PARIS: European wheat futures edged lower on Monday in hesitant trading ahead of closely followed US government crop forecasts while news that a French wheat cargo may be rejected by Egypt added to already gloomy export sentiment.
“The market is waiting for the USDA report and any surprises that may bring,” a futures dealer said. “Matif (Euronext) is not falling much despite the lack of competitiveness of west European wheat, and this just avoids dealing with the problem.”
Grain markets are focused on Tuesday’s monthly supply and demand report from the US Department of Agriculture (USDA), which will give further indications about the upcoming US corn and soybean harvests, as well as possible revisions to wheat supply from big exporters such as Russia and Australia.
Traders said a sharp fall in the euro on Monday, following Friday’s 2-1/2 year high above $1.21, did little to recoup the loss of competitiveness against Russian wheat after the euro’s recent rally.
Egypt’s agriculture ministry said on Monday that test results showed poppy seeds present in a French wheat cargo were of the harmful variety, increasing the risk of the wheat being rejected.
The supplier has pointed to confusion between seeds from non-toxic poppy flowers found in France and the opium variety grown in parts of Asia. Traders fear more headaches in trade with Egypt after a row over traces of a fungus.
December milling wheat, the most active contract on the Paris-based Euronext exchange, settled down 0.50 euro, or 0.3 percent, at 159.00 euros ($190.26) a tonne.
Traders said an intraday peak of 168.25 euros, a one-month high for the contract, was the result of a glitch in a spread trade against March futures.

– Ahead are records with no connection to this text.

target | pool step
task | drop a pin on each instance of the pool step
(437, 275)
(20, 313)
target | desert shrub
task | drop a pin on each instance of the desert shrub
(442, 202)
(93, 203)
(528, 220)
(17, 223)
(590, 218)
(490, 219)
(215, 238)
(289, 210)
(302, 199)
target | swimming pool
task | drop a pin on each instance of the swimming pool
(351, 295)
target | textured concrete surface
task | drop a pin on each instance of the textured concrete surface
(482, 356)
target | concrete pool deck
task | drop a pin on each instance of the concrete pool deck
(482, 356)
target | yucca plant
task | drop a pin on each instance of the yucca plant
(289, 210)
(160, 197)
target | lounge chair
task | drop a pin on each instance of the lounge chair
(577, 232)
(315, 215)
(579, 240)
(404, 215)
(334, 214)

The March contract also briefly jumped to a one-month high at 173.75 euros.
The December contract drew some support from the shifting of positions away from September futures, which expired at the end of the session.
The spot contract ended at 149.00 euros after hitting a new contract low of 147.00 euros, which was also the weakest spot price in a year, reflecting seasonal supply pressure after summer harvesting.
In Germany, a poor outlook for exports continued to weigh on sentiment.
Standard bread wheat with 12 percent protein content was offered for sale for September delivery in Hamburg unchanged at 2 euros over the Paris December contract.
“The euro’s strong trend in recent weeks is a burden on German export prospects with supplies of good quality wheat tighter after the poor harvest this summer,” one German trader said.
“Low prices are again being offered today by the Baltic States in competition with Germany after their good crops.”
Lithuanian wheat with 12.5 percent protein was offered at 2 euros under Paris for September delivery free on board Klaipeda, he said.